La production primaire d’aluminium, c’est une façon différente d’exporter l’énergie sur les marchés.

Jean Simard, porte-parole de l’Association de l’aluminium du Canada

Production d’aluminium de première fusion (2017)

Canada : 3,2 millions de tonnes États-Unis : 740 000 tonnes

Source : Ressources naturelles Canada

66 % : Proportion de l’aluminium primaire importé aux États-Unis qui provient du Canada

Source : Can Manufacturers Institute

Raffineries américaines vieillissantes

Il existe des raffineries aux États-Unis, mais celles-ci sont vieillissantes et coûteuses. La raison ? L’électricité y a longtemps coûté plus cher et elle est vendue par contrat de court et de moyen terme. Bref, la production de métal primaire décline aux États-Unis ; les tarifs de Trump n’y changeront pas grand-chose.

Masse critique de consommateurs recherchée

Bon, on comprend maintenant pourquoi les Rio Tinto et Alcoa sont au Québec. Mais pourquoi ne fabrique-t-on pas à Montréal des canettes de Pepsi ou de Molson Export ?

Dans la canette, l’électricité n’est plus la clé ; l’avantage comparatif devient la masse critique de consommateurs.

La canette d’aluminium a beau peser une plume, elle occupe un volume. « Transporter des canettes, c’est payer pour transporter de l’air », résume M. Simard. Mieux vaut donc limiter les distances.

Pour cette raison, les usines de canettes sont situées près des consommateurs. À ce chapitre, le Québec, avec ses 8 millions d’habitants, ne fait pas le poids face aux 325 millions de consommateurs chez nos voisins du Sud.

Consommation de canettes par année

Québec : 1 milliard États-Unis : 100 milliards

Source : Can Manufacturers Institute

L’aluminium se transporte mieux en lingots qu’en produits finis. Dans les produits finis, le coût du transport est énorme. On peut penser que l’industrie [de la transformation] ne se localise pas au Saguenay à cause du coût de transport.

Marc-Urbain Proulx, professeur d’économie, Université du Québec à Chicoutimi

Une seule usine au pays

Le fabricant de canettes Ball Corp. exploite 19 usines en Amérique du Nord ; une seule est située au Canada, soit à Whitby, tout près de Toronto, le plus gros marché canadien. Cette usine a aussi l’avantage d’être à proximité de laminoirs américains qui fabriquent de la tôle d’aluminium, avec laquelle on fabrique des canettes.

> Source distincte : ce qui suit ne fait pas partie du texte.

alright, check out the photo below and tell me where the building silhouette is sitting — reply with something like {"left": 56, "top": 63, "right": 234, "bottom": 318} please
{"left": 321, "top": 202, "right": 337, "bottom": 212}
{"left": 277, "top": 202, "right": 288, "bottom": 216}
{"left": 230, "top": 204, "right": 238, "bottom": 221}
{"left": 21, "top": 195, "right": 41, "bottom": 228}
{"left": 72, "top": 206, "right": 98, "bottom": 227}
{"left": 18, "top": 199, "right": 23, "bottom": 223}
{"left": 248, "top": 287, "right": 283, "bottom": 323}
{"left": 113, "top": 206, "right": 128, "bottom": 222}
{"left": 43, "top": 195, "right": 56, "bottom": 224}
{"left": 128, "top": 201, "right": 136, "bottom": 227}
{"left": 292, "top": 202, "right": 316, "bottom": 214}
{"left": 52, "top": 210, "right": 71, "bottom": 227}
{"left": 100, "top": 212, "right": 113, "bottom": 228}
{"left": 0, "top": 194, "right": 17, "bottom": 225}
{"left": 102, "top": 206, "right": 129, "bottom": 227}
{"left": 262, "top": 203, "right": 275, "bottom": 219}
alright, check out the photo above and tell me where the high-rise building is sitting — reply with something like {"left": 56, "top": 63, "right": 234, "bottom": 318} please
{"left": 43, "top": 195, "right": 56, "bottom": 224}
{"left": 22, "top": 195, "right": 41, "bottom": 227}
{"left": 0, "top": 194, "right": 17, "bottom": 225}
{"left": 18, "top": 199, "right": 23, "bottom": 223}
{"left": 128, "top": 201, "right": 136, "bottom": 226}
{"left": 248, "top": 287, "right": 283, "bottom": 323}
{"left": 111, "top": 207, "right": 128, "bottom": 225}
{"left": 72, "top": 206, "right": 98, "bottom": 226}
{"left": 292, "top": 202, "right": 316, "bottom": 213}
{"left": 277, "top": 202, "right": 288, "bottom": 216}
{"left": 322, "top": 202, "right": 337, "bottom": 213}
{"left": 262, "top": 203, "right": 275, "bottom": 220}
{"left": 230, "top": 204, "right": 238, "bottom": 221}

Le défi de la compétitivité 

Bref, le Québec produit le métal primaire, mais la transformation est l’affaire des Américains.

Le rôle du Mexique ? Ses bas salaires, autre avantage comparatif, ont attiré des fabricants d’automobiles et de pièces, souvent localisés le long de la frontière américaine. Leur présence a donné naissance à une industrie de fabrication d’aluminium à partir de résidus recyclés.

Que faut-il en conclure ? Que le Québec aura fort à faire pour attirer sur son territoire une usine de canettes. Il y aura toujours le défi de la compétitivité. Les usines de deuxième transformation ont avantage à être collées sur l’utilisateur final, comme les usines automobiles qui s’approvisionnent en juste-à-temps.

La théorie des avantages comparatifs indique que la force de la Belle Province réside dans son hydroélectricité verte, abondante et bon marché.